BERT-based Language Model

Context:
- It can (often) be used by a BERT LM Inference System (that implements a BERT LM algorithm).
- It can range from being a base pre-trained BERT model designed for generic tasks to a fine-tuned BERT model that is specialized for specific domains or tasks, enhancing its applicability and effectiveness.
- It can range from being a Unilingual BERT Model to being a Multilingual BERT Model.
- …
Example(s):
- an English BERT LM, a Chinese BERT LM, a Arabic BERT LM, ...
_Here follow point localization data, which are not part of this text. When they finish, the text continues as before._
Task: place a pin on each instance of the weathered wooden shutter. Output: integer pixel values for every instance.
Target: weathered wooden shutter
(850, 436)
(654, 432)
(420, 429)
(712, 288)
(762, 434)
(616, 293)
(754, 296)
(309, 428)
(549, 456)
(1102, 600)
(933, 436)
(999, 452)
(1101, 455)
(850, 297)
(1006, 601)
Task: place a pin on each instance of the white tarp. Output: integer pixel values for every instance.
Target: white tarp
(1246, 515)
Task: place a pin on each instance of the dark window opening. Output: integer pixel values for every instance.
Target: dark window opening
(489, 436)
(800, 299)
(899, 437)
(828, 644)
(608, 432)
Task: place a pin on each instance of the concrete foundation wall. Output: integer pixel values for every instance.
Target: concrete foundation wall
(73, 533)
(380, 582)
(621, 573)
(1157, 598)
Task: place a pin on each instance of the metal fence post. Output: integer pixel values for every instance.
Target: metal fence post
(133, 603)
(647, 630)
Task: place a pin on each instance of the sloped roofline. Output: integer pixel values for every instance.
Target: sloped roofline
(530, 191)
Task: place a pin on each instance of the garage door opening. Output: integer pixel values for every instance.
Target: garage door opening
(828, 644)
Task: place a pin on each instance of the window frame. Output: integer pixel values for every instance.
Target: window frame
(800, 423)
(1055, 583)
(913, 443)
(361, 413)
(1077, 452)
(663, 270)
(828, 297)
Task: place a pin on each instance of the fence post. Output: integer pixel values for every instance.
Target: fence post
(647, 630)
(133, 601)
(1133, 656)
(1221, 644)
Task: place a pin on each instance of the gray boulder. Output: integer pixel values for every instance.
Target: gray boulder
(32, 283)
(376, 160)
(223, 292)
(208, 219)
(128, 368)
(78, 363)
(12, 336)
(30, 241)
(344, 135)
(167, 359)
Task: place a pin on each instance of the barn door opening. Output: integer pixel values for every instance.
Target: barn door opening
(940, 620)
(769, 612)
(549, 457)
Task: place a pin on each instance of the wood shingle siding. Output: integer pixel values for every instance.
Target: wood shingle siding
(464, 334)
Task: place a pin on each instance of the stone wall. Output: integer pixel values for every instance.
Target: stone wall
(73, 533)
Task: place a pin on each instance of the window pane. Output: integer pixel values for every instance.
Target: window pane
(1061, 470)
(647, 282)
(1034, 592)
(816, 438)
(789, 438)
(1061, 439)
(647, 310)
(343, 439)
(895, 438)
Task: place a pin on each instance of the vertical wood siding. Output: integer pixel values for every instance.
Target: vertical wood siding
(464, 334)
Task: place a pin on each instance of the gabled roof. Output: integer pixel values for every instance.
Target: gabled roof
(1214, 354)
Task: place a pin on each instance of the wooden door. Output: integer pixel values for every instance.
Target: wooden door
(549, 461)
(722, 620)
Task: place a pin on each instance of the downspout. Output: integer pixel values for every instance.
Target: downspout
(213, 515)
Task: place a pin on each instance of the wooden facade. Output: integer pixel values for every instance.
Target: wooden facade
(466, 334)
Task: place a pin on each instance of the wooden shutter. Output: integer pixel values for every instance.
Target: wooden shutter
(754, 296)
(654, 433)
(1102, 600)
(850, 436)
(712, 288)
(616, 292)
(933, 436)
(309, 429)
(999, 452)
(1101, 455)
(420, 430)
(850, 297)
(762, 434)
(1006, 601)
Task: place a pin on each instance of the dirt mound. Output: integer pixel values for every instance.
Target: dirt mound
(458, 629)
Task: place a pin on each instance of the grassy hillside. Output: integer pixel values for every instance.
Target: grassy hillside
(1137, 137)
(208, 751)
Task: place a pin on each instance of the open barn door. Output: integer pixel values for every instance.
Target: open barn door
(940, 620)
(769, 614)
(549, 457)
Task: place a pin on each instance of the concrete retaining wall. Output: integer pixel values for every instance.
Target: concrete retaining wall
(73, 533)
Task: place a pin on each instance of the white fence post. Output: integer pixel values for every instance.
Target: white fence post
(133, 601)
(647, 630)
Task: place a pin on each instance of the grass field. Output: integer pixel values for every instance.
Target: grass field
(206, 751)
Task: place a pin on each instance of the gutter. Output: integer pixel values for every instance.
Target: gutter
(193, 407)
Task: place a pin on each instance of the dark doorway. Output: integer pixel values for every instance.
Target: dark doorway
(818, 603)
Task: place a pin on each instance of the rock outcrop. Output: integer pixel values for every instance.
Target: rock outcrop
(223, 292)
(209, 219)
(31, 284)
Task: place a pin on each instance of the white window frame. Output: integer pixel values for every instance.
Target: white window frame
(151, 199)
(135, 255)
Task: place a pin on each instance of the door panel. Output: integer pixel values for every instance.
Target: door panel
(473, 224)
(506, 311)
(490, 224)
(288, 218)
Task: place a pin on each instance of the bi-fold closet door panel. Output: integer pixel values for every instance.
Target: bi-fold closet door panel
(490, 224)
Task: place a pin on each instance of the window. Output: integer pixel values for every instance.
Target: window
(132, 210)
- a BERT-Base, Uncased LM with:
  "attention_probs_dropout_prob": 0.1, "hidden_act": "gelu", "hidden_dropout_prob": 0.1, "hidden_size": 768, "initializer_range": 0.02, "intermediate_size": 3072, "max_position_embeddings": 512, "num_attention_heads": 12, "num_hidden_layers": 12, "type_vocab_size": 2, "vocab_size": 30522 [1].
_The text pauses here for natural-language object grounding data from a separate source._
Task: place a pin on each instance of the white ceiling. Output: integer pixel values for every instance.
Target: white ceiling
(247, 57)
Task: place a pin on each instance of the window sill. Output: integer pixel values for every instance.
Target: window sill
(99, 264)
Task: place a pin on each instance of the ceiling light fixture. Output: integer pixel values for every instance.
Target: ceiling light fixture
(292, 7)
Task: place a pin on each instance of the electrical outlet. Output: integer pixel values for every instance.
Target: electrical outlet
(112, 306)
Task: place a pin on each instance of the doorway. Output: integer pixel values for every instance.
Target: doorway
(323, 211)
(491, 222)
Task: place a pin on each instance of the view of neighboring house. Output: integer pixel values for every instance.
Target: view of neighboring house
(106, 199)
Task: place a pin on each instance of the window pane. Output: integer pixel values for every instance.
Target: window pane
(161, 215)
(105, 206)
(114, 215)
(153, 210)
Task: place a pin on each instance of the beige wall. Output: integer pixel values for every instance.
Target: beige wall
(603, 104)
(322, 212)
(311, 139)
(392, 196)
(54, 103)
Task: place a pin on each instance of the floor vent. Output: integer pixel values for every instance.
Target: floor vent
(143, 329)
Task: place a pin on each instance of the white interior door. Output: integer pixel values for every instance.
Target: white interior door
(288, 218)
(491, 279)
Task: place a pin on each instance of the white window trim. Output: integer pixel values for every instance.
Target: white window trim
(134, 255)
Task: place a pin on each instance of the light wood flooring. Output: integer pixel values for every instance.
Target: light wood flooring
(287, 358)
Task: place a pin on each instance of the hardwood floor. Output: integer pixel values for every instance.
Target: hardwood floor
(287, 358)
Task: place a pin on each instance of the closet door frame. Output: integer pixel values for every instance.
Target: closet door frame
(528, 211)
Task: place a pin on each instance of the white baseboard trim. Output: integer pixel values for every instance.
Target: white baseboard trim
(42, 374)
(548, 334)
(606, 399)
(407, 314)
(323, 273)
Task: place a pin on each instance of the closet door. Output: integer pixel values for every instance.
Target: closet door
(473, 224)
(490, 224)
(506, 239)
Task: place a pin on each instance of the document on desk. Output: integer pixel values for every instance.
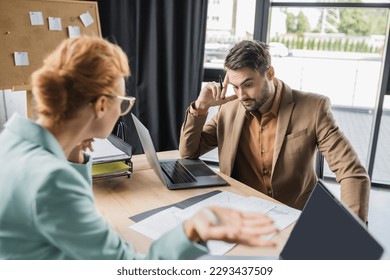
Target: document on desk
(156, 225)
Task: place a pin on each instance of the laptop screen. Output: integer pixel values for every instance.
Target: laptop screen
(326, 230)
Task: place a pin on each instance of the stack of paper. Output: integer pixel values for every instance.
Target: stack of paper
(108, 160)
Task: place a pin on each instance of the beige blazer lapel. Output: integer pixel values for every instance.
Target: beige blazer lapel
(235, 136)
(285, 110)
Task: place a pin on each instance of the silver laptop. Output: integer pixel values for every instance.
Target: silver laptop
(177, 173)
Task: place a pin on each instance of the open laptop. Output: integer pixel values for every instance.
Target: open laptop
(177, 173)
(325, 230)
(328, 230)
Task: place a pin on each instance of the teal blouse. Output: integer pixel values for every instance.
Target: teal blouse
(47, 207)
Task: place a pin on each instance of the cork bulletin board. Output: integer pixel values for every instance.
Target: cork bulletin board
(19, 36)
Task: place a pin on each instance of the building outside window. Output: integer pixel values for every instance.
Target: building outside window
(337, 51)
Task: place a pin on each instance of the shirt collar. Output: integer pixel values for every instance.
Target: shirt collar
(33, 132)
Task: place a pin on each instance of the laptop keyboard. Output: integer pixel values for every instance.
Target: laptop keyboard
(176, 172)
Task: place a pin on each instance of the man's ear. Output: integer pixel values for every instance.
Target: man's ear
(101, 106)
(270, 73)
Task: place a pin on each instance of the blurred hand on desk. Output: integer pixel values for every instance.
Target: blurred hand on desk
(219, 223)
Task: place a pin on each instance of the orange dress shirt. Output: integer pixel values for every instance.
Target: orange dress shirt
(253, 164)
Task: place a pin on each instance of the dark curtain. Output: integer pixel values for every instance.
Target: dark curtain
(164, 40)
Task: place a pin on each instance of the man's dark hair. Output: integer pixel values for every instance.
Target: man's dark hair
(249, 54)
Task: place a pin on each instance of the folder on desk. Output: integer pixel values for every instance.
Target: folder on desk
(111, 158)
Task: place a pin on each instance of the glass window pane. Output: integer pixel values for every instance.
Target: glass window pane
(337, 52)
(228, 22)
(381, 172)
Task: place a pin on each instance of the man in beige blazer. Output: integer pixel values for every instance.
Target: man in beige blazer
(268, 134)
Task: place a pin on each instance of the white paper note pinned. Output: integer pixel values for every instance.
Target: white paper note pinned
(21, 59)
(86, 18)
(36, 18)
(74, 31)
(55, 24)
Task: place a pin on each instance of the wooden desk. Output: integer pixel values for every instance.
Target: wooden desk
(119, 198)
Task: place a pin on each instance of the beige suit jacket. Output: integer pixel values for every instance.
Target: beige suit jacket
(305, 124)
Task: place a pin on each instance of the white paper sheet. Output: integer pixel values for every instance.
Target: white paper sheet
(74, 31)
(87, 19)
(55, 24)
(21, 59)
(158, 224)
(36, 18)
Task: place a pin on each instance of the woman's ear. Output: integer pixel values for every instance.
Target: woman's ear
(100, 106)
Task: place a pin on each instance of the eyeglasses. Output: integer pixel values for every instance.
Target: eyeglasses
(127, 102)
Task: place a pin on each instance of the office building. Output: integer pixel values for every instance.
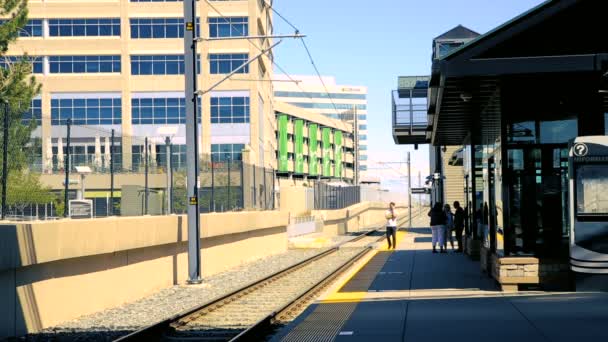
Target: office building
(119, 65)
(325, 96)
(313, 146)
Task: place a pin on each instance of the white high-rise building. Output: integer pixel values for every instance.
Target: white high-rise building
(330, 99)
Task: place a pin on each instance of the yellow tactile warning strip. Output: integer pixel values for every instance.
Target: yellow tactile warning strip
(331, 313)
(355, 287)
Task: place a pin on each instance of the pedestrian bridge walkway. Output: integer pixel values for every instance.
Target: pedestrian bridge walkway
(411, 294)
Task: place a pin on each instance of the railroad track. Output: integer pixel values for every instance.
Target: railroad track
(250, 312)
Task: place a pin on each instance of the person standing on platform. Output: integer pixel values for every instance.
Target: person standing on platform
(449, 227)
(391, 226)
(438, 220)
(458, 224)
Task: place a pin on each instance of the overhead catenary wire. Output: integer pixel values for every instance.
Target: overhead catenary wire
(281, 69)
(312, 61)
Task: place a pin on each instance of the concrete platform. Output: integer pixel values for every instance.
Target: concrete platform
(412, 294)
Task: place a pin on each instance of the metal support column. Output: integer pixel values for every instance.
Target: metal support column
(191, 72)
(229, 194)
(66, 204)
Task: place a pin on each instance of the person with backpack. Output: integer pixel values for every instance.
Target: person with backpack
(459, 217)
(391, 226)
(438, 220)
(449, 227)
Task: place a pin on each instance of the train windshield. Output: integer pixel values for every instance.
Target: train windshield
(592, 189)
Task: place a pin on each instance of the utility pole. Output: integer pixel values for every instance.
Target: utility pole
(169, 176)
(146, 188)
(112, 174)
(419, 195)
(66, 206)
(192, 157)
(5, 157)
(409, 186)
(356, 144)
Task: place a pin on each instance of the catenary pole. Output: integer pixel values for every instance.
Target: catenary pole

- BERT-Large, Cased LM (24-layer, 1024-hidden, 16-heads, 340M parameters),
- Domain-specific models, such as: a BioBERT, and a PubMedBERT.
- …
Counter-Example(s):
- a DistilBERT LM (Sanh et al, 2019).
- a Autoregressive LLM, such as: GPT-2, GPT-3.
- a Turing-NLG LM.
See: BERT-based SQuAD, BERT-based MultiNLI, BERT-based MRPC, BERTScore, DistilBERT.

References

(Luo et al., 2022) ⇒ Renqian Luo, Liai Sun, Yingce Xia, Tao Qin, Sheng Zhang, Hoifung Poon, and Tie-Yan Liu. (2022). “BioGPT: Generative Pre-trained Transformer for Biomedical Text Generation and Mining.” In: Briefings in Bioinformatics, 23(6). doi:10.1093/bib/bbac409
- ABSTRACT: Pre-trained language models have attracted increasing attention in the biomedical domain, inspired by their great success in the general natural language domain. Among the two main branches of pre-trained language models in the general language domain, i.e. BERT (and its variants) and GPT (and its variants), the first one has been extensively studied in the biomedical domain, such as BioBERT and PubMedBERT.